We are unable to pinpoint the ancestral home of these families (as yet) in Ireland. We suspect that Michael's family came from Maheraroarty-Glasserchoo area and that John's family came from Beltany-Cashel-Gatton, both locations within a few miles of the Town of Gortahork in Northwest Donegal.
It was the potato rot and the famine that caused Michael and John to leave Ireland. Their father's landlord was one Wybrandt Olperts who was not a gentle person, insisting on his rent when there was not rent to be had. Undoubtedly both Michael and John, as was the custom, sent money back to Ireland after they were established in the New World.
They left a bleak, but beautiful, desolate land. Transport in that remote area of mountainous Donegal was by shank's mare [walking] or horseback for the most part. Communication was mostly by sea. There were no roads fit for wheeled vehicles until 1834. People clung to the coast. Settlement of the area, such as it was, had not begun until their ancestors were driven out of Ulster in the Seventeenth Century.
Many of the dwellings, although stone-built, were simply one room thatched houses occasionally with a built-in bed or beds placed in side walls; but many, if not the majority, slept on straw, rushes, or heather spread in front of the fire. Most homes had no chimney and at best one small window without glass. Farming and grazing and remittances from sons (some as young as 13) working in Ulster or Scotland kept them alive. Rundale and the division of their small plots (with the landlord's consent) frequently left many sons and daughters with plots too small. [Webster's Third New International Dictionary defines rundale: a distribution of lands among tenants or owners in Scotland or Ireland by which the land is apportioned so that a single tenant's or owner's holding consist of strips lying betwen those of others.] Poverty was rampant. Shoes and clothing were scarce. Poteen (illicit whiskey) was plentiful. Famine was real and immigration to America or Australia seemed to be the only salvation for them and those they left behind.
As strange as it may sound, these Irish of the parishes of Cloughaneely and Gweedore were not an unhappy lot. Certainly, there were spiritual compensations. They stayed close to their church. Even under these poor conditions the Irish of Northwest Donegal retained natural dignity and gaiety. Lord George Hill, the then landlord of Gweedore parish, pays tribute to their "intelligence, civility, generosity and courage" (traits that McGeadys still demonstrate plus a slight aristocratic tinge).

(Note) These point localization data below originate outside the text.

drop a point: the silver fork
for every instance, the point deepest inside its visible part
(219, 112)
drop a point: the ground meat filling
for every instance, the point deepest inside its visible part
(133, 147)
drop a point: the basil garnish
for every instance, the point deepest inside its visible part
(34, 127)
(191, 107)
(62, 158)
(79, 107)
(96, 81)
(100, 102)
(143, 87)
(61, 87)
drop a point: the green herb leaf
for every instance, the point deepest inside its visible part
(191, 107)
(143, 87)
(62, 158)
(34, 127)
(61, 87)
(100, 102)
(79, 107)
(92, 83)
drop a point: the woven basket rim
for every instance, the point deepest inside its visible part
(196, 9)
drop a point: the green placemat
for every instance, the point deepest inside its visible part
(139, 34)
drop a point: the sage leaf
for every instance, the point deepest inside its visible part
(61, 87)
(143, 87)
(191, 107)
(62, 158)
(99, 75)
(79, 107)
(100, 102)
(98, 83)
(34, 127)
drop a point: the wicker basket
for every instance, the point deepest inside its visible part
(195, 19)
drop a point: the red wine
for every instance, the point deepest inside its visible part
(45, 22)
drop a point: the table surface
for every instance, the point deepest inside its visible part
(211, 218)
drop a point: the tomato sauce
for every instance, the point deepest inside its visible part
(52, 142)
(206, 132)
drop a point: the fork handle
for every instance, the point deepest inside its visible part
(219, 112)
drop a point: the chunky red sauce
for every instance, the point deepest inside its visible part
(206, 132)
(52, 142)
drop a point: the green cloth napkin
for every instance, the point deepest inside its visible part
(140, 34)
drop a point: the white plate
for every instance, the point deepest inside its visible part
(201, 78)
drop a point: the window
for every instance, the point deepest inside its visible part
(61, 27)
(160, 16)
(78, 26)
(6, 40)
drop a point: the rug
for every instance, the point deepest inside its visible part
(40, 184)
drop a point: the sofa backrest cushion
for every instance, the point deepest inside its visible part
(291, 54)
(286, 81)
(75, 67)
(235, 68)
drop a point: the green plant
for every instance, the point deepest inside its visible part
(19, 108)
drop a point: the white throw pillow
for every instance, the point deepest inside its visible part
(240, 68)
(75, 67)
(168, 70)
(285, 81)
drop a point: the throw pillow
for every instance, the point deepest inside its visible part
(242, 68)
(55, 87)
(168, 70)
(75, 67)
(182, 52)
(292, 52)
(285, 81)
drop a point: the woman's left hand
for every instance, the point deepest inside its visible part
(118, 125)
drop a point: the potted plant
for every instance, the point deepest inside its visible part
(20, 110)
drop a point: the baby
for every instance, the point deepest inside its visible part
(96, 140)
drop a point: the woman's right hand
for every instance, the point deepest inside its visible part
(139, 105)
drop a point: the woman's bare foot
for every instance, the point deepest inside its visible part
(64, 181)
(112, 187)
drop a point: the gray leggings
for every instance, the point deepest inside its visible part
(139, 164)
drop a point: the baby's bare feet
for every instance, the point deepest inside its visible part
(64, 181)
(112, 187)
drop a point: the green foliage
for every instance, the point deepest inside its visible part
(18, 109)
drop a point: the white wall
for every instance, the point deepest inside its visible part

The exodus of the most skilled Irish is exemplified by the quotation from the Irish Folklaw Commission, relative to Beltany township, of various McGeadys and their relations and friends in Gweedore. The Commission says:
There was no trade in the world then but some man of Beltany could try itthe best weavers in the country were there; there were masons, carpenters, coopers, thatchers and every kind of tradesmen you could name in this townland; and after the famine years neither tale nor tidings of them could be found. They all went into strange and distant lands and never returned since. The ruins of their houses were there until the land was divided and they were cleared and fences made of the staves, leaving no trace of them to be seen now.
We shall see that the knowledge of these trades was vital to progress in the New World, especially in the developing township of Mauch Chunk, a place that appeared to serve as a magnet for the Irish of Kilmacrenan Barony of Northwest Donegal which embraced Gweedore and Cloughaneely.
One of the most pleasant sounds in the English language today is to listen to an English-speaking Donegal lass. The "lilt" is musical and uniquely delightful. (As the song says, "You can hear the angels sing.") The early days of Mauch Chunk were blessed by those sounds emanating from rosy-cheeked lassies. As we shall discover, both Michael and John married Donegal beauties. John before he left and Michael after he arrived in Mauch Chunk.
Michael and John bravely prepared to leave their native soil with heavy hearts, their parents and family mourning. Carrying the final blessing of Father Hugh McFadden, they put their few belongings on their backs. Michael took leave of his brothers and sisters with a promise to "send for them" and set out on foot for Londonderry. John, too, said his goodbyes in the same manner and he, too, took ship for the New World. Their destination: Mauch Chunk, Pennsylvania, where tales of Mauch Chunk as the center of the "Black Gold" or "Black Diamonds" (anthracite trade), with jobs-a-plenty, had reached into their remote fastness via letters to relatives in the parishoff they went to seek their fortune, facing the real perils of the Famine Coffin Ships on which they embarked. The bow of the ship gave them their last glimpse of the Holy Ground. America beckoned them to their new life.